The Metropolitan Police will pay compensation to a man after failing to investigate a report of homophobic abuse.

54-year-old David Cary has launched a lawsuit against the force, alleging that it failed to properly investigate his 2007 report that he was subjected to homophobic abuse by a neighbour.

Mr Cary had alleged that a neighbour called him a “poof” and a “queer”, but officers decided to take no action on the issue.

The case was set to go before the Court of Appeal, but this week the police force agreed to pay a settlement to Mr Cary.

Mr Cary told the BBC that the Met had “shamelessly dug their heels in for nine years” over the issue, and that the delays in reaching the settlement amounted to a “travesty of justice and professionalism”.

He said: “I felt belittled and treated like a second-class citizen.
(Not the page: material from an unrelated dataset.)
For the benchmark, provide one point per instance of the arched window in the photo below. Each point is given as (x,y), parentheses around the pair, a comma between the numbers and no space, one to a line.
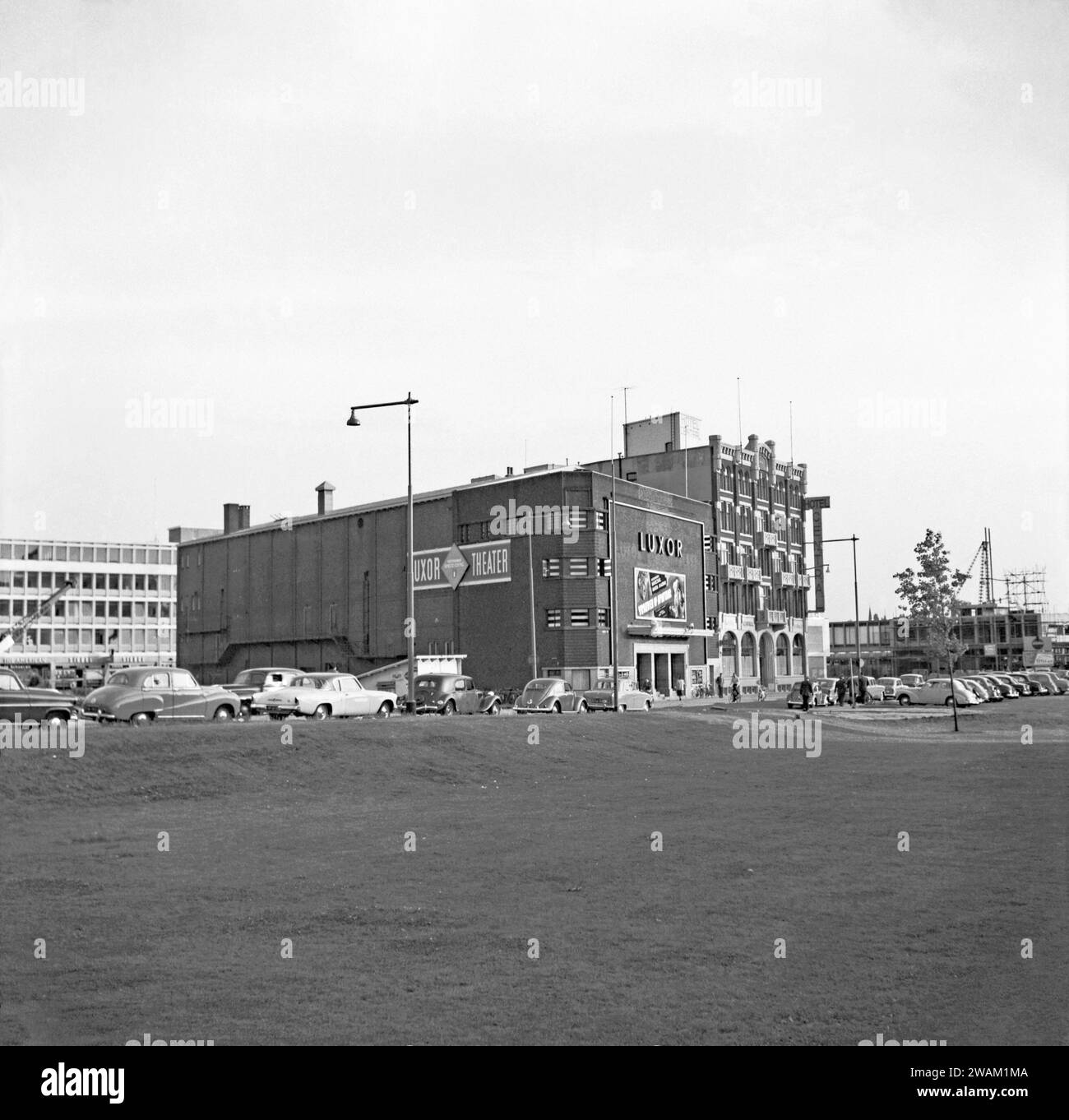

I felt they prolonged the case in the hope of wearing me down.

“Without the best legal representation and campaigning support that I had, they might have managed it.”

The Independent Police Complaints Commission had settled the case in 2012, but the Met held out for four years longer.

As part of the settlement, Scotland Yard agreed to issue an apology, admitting it could have handled the complaint “more professionally and sympathetically”.

Mr Cary’s solicitor Jane Deighton said the force must end the “knee-jerk reaction into defensive mode when civilians bring police misconduct to the attention of the service”.

Lib Dem Shadow Home Secretary Lord Paddick, a former Deputy Assistant Commissioner in London’s Metropolitan Police Service, told PinkNews: “The Police are not learning lessons and this tragic case is yet another example. Coming straight off the back of the Orgreave inquiry rejection, surely this shows how we cannot just say these things happened too long ago.

“The Met has said that they have learnt lessons but how can they say that when it has taken them nine years to admit what happened and to finally take responsibility.

“The Met have a duty of care and frankly they failed.”